Originally Posted by Major
Generally RV Antifreeze is good to about -20 to -50 at full strength depending on the brand, but the more water that is mixed with it the higher the freeze temperature will be.
If you poured it in full strength and did not add any water you should be fine (it must have been REALLY, REALLY cold to start to freeze).
I live in North Carolina so I don't have to worry about really cold temps for extended periods (teens usually for a few days is about as bad as it gets) so I don't use RV antifreeze at all anymore. For me it is too much hassle.
For years I have only used an air compressor to purge the system after opening the low point drains and emptying and bypassing the hot water tank and have not had any issues.
If you purged the fresh water tank with the water pump after draining the tank completely, for me here that would be fine because any water left in the tank or line would have plenty of expansion space after freezing and would not hurt anything.

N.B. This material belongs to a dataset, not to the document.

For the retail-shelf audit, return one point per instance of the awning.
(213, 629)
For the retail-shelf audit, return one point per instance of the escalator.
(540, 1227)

Respectfully this is very bad advice you never want to add water to Rv antifreeze, it is NOT like automotive antifreeze!
• Protects to -50F (-46C) • Safe • Odorless • Tasteless • No mixing required • Non-Toxic • Propylene Glycol base • Safe for fresh water systems • High grade antifreeze for complete freeze protection requirements • All ingredients are listed in the U.S. Federal Register (GRAS)
The only time you ever add water to Rv antifreeze is if its concentrate, and I've never seen anyone have Rv antifreeze concentrate.
I guess I may have miss understood what you were saying.
I'm not sure why anyone would want to add water which is why I questioned your post.
2015 Columbus 320RS
2008 2500HD Duramax
2015 nights camped "34"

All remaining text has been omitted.